Adventures in Flight: Ghost Flights

It's a very rare occurrence, some flight attendants say they've never had it happen to them. In my 15 years with Mother Airline, I've only had it happen maybe four times, but what a treat it is, for both passengers and crew. I'm talking about ghost flights; or very light loads. Extremely light.

The first time it happened for me, there were 5 passengers on a 757. On this plane, there are 24 seats in first class. With 3 passengers in coach and the other 2 in first, the purser got permission to move everyone up. With four flight attendants, this gave me and my flying partner assigned to the back no work to do on our flight from Chicago to San Francisco. What was fortunate was that the woman I was working with was a friend who I'd not seen since a Caribbean cruise 2 years prior, so it was fun just catching up with her for a few hours.

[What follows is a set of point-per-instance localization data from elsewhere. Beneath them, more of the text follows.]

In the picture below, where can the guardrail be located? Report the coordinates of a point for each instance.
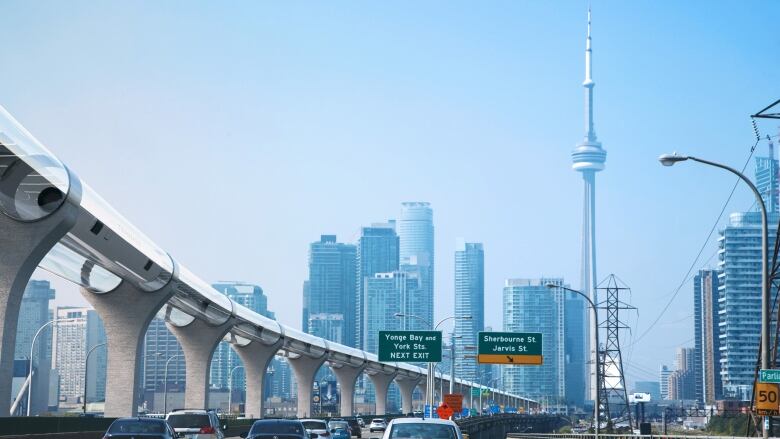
(612, 436)
(501, 426)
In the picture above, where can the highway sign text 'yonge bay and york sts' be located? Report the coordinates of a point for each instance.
(510, 348)
(424, 346)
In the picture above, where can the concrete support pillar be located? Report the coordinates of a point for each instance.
(23, 246)
(407, 386)
(255, 356)
(304, 369)
(126, 312)
(381, 384)
(347, 376)
(423, 386)
(198, 341)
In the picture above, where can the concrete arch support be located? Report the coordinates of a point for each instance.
(23, 246)
(126, 312)
(381, 384)
(407, 386)
(304, 369)
(255, 357)
(198, 341)
(347, 376)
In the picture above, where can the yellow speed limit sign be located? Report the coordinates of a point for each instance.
(767, 400)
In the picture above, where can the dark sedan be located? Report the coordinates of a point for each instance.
(140, 428)
(276, 429)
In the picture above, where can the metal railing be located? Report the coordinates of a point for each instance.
(612, 436)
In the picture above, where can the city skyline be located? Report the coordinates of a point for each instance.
(680, 238)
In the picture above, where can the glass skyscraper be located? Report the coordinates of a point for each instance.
(331, 291)
(33, 314)
(73, 340)
(469, 301)
(739, 285)
(384, 293)
(377, 252)
(529, 306)
(415, 230)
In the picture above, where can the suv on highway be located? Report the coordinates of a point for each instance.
(354, 427)
(276, 429)
(316, 427)
(417, 428)
(196, 424)
(377, 424)
(148, 428)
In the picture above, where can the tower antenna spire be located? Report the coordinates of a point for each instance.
(589, 84)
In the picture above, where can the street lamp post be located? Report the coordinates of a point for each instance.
(86, 375)
(453, 337)
(230, 388)
(596, 410)
(431, 382)
(671, 159)
(32, 350)
(165, 382)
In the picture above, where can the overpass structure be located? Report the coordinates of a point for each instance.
(53, 220)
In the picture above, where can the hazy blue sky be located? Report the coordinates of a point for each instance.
(234, 134)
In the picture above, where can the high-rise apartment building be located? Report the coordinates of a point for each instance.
(529, 306)
(681, 382)
(33, 314)
(767, 178)
(161, 348)
(225, 359)
(384, 296)
(706, 330)
(415, 232)
(739, 285)
(279, 379)
(576, 349)
(663, 381)
(377, 252)
(469, 301)
(79, 332)
(331, 290)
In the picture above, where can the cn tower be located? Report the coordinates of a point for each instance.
(588, 158)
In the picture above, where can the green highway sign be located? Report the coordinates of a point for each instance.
(769, 376)
(422, 346)
(510, 348)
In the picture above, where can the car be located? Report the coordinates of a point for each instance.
(339, 430)
(276, 429)
(196, 424)
(355, 428)
(377, 424)
(140, 428)
(405, 428)
(316, 426)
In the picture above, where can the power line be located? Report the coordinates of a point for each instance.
(701, 250)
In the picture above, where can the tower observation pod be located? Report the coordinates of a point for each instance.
(588, 158)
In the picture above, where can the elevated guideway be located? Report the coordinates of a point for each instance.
(53, 220)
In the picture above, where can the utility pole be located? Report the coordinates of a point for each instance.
(452, 363)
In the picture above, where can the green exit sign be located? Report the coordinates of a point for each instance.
(414, 346)
(510, 348)
(769, 376)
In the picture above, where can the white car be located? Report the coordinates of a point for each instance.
(377, 424)
(417, 428)
(196, 424)
(316, 426)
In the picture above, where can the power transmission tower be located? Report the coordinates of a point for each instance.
(613, 382)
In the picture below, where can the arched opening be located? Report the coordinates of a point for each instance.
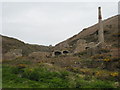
(86, 48)
(65, 52)
(57, 53)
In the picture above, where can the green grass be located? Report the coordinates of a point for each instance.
(47, 77)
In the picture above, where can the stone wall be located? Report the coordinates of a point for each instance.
(12, 54)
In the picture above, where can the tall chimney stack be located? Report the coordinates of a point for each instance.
(100, 32)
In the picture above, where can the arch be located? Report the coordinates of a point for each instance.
(56, 53)
(87, 48)
(65, 52)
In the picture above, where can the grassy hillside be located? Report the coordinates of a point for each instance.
(90, 34)
(25, 74)
(12, 43)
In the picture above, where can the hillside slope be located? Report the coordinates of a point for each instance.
(90, 34)
(11, 43)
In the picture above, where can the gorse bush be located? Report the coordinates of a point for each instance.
(42, 77)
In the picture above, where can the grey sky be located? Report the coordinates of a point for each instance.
(46, 23)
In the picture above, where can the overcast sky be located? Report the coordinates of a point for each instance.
(46, 23)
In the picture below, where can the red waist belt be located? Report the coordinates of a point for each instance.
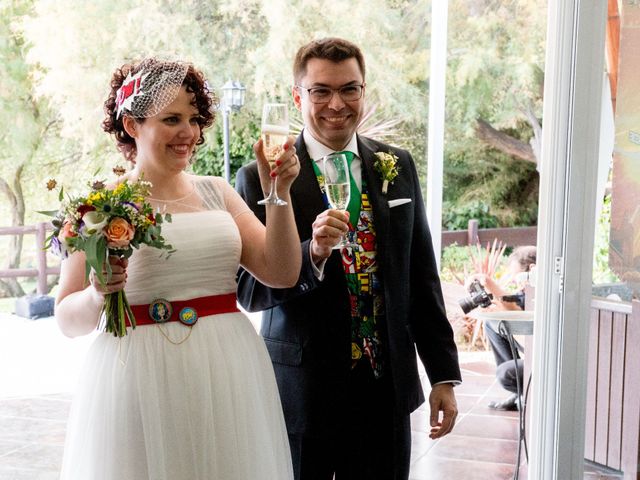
(185, 311)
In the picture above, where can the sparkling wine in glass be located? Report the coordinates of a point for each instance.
(337, 186)
(275, 129)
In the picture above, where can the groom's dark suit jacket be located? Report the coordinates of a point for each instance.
(307, 328)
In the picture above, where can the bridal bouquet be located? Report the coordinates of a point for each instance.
(107, 222)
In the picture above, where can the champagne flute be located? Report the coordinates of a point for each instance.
(337, 187)
(275, 129)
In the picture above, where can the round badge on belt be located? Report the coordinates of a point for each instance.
(160, 310)
(188, 316)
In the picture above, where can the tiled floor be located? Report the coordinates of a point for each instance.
(483, 444)
(38, 367)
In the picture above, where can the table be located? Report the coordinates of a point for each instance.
(509, 323)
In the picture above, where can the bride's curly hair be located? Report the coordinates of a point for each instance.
(204, 100)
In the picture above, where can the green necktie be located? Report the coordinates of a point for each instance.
(354, 198)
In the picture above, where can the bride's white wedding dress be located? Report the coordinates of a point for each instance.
(169, 403)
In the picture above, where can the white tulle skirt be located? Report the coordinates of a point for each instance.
(207, 408)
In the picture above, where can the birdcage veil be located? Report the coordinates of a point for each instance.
(153, 86)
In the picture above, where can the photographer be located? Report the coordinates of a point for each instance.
(520, 263)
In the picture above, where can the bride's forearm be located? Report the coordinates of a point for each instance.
(283, 256)
(78, 313)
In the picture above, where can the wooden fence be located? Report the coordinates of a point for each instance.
(510, 236)
(42, 270)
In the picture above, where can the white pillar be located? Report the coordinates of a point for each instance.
(435, 146)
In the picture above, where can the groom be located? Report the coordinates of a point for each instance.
(343, 341)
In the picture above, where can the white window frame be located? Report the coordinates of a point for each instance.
(568, 171)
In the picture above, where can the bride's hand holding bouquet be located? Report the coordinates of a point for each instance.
(107, 224)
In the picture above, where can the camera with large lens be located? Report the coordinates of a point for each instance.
(478, 298)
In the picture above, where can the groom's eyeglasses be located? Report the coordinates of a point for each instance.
(348, 93)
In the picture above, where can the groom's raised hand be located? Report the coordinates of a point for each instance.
(328, 229)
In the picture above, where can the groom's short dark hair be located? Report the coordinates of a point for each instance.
(333, 49)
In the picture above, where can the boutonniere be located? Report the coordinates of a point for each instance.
(386, 165)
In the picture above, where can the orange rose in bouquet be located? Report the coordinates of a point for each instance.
(108, 222)
(119, 233)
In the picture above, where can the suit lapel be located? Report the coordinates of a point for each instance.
(379, 203)
(305, 192)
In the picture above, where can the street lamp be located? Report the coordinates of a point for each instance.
(232, 99)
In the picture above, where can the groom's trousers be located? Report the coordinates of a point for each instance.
(370, 442)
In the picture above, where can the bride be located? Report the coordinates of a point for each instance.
(171, 400)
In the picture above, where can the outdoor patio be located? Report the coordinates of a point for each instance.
(39, 368)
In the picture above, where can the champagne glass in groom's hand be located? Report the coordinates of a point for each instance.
(338, 187)
(275, 129)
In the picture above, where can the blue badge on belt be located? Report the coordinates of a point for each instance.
(188, 316)
(160, 310)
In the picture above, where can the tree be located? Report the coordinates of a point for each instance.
(494, 105)
(29, 124)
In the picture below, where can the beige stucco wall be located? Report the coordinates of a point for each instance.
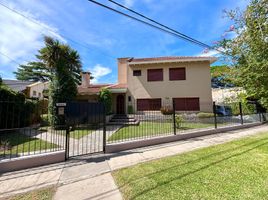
(197, 83)
(122, 70)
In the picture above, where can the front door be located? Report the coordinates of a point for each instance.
(120, 104)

The second time I worked a ghost flight, it was again on a 757, but this time I was purser. I didn't move everyone up to first class, and no one wanted to, anyway. I mean, if you have an entire row, or three, to yourself, why move up. This flight had about 13 passengers, and even though those seated in economy didn't move up, I did offer and serve first class breakfast to everyone back there who wanted to eat.

On the most recent flight from Dallas to San Francisco, there were 9 passengers on an Airbus 320. We had 3 in first and 6 in the back; a young man, his mother and grandmother, a man and his 5 year old son and a businessman wearing a Rotary Club pin. (If you've read my story, “The Rotarian”, you will know I have a special history with the Rotary Club.)

View of the Ghost Flight cabin with PAX seated up front.
I love ghost flights and the ability to give outstanding, personalized service to each customer; a chance to get to know them (the Rotarian was from Arlington, the young man with his family worked for Nordstroms's in Dallas and were going on vacation, and the father slept, but the young boy was well behaved and loved orange juice). No cart was set up, my flying partner and I ran each drink out on a tray.

Each time I work a ghost flight, I always hear the same comment. It came from the nice woman in first class this time, “I'm surprised they didn't cancel this flight, they're not making any money with so few people.” The answer is always the same, “The plane is needed for the rest of the day, if they cancel this flight, they have to cancel 3 or more flights that this plane is scheduled to fly.”

The best service you can get on a plane is one with very few passengers. You receive personalized service on a ghost flight. The chance to chat up a flight attendant (and who doesn't love that?), lots of room and peace and quiet is all so, very nice. Plus, the crew is happy to have a light work load and a fun change to the routine of the normally packed airplanes. They are quite rare, so if you have the pleasure of being on one, enjoy...and feel free to spread out.